I spent most of the day at the Bengal tiger enclosure, which seemed not as generous with space as the lion enclosure and for want of enrichment, but respectable, compared to most zoos. I arrived to see a male (distinguished by his big boofy head) grooming himself near the back of the enclosure. He was soon prompted to get up and start patrolling the front of his enclosure, which has likely become routine with the number of guests that visit – he’s got to protect his mate after all. When the guests slowed to a trickle and I became part of the scenery, the male retired to the shade and began napping. I returned later and he eventually patrolling his enclosure again, but this time, the female joined him, who was naturally a bit smaller. I’m different from most people in that, I can go to a zoo and spent almost the entire time in front of the tiger enclosure, even when they are not active; this is why I will go to a zoo alone: people wouldn’t be able to put up with my stubbornness. I firmly believe that tigers are one of the most beautiful animals to ever live on this planet and their behaviour fascinates me to no end. If I’m not simply consumed by their presence, I will try to predict their behaviour and occasionally I throw out the occasional chuff to see if they would reply (it worked at the Toronto Zoo a few times, albeit in closer proximity). When they rest, I’ll think. If my fateful experience at that zoo in 2004 has taught me anything (aside from purpose), it is that for all the beautiful photos of tigers, they fail to compare with seeing one alive and in the flesh. I get drunk on the experience and it often inspires me for an extended period after I leave.

I did visit other areas of the zoo, include the pandas. I was quite amused by their behaviour, which seemed to match the characature that was engrained in my mind. One of them seemed quite content with a large bush of bamboo in front of it, sitting upright to inspect the best pieces and chomping away blissfully. It eventually climbed on to a log for a snooze.

I scaled parts of the mountain where no visitor seemed to want to go, but I was able to see some interesting ungulates like bantang (an endangered SE Asian bovid), and even Eld’s deer (one of the most endangered, if not the most endangered deer on the planet. The latter formed a large heard that completely surrounded me as I walked through them, watching me in silent unease. It was quite eerie, but at the same time amusing to have so many eyes following your every move. I couldn’t help but remind myself of a tiger strolling through a grassland occupied by deer.
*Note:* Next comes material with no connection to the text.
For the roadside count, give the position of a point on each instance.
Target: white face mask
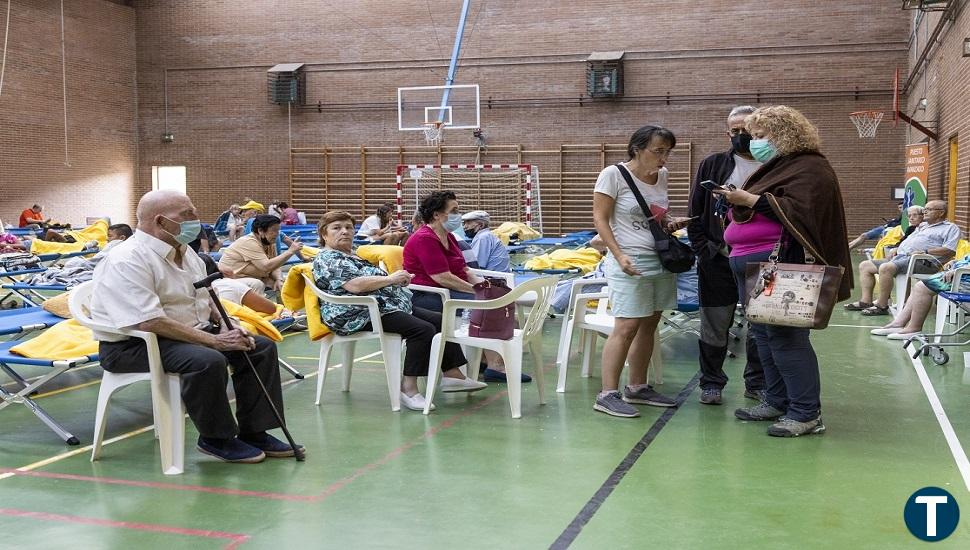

While up on the mountain, I began to feel the trickle of rain. I whipped out the umbrella not a moment too soon as the trickle soon turned into a torrent. This seems to be usual for Thailand: rain will appear virtually from out of nowhere only to give way soon afterwards to a sunny sky. I assume this is especially true for mountainous areas as the topography means air pushed up their slopes cools, looses the ability to hold moisture and dumps the moisture as rain. However, this time, the rain continued to fall in large quantities for longer. I stayed at the tiger enclosure, which had a walkway shielded from the rain. The rain lasted for an hour or two (the lions didn’t seem to happy) and as it died down I decided to make the trip back home. A red-taxi ride through town showed me just how much rain had fallen. One street seemed to be flooded with about 6 inches of rain.

...and this was at the end of the rainy season.




1 comment:

Anonymous said...

Every time I read your blog I am flooded with a happiness and joy. You are living your dream and doing what so few people can bring themselves to do, see the beauty in the world and become a steward of it. I see you destined for great things and not the in your face glory that society so focuses on, you're that magical hero in the background that will make it all happen but history may never know about, the characters that matter.

I've been following your journal and missing you a bit. Shortly after you left I heard a news story about a fire fighter rescuing a tiger from a burning apartment then giving it mouth-to-mouth to save the animals life. I thought of you doing that.

Thailand looks wonderful, I wish to visit there some day.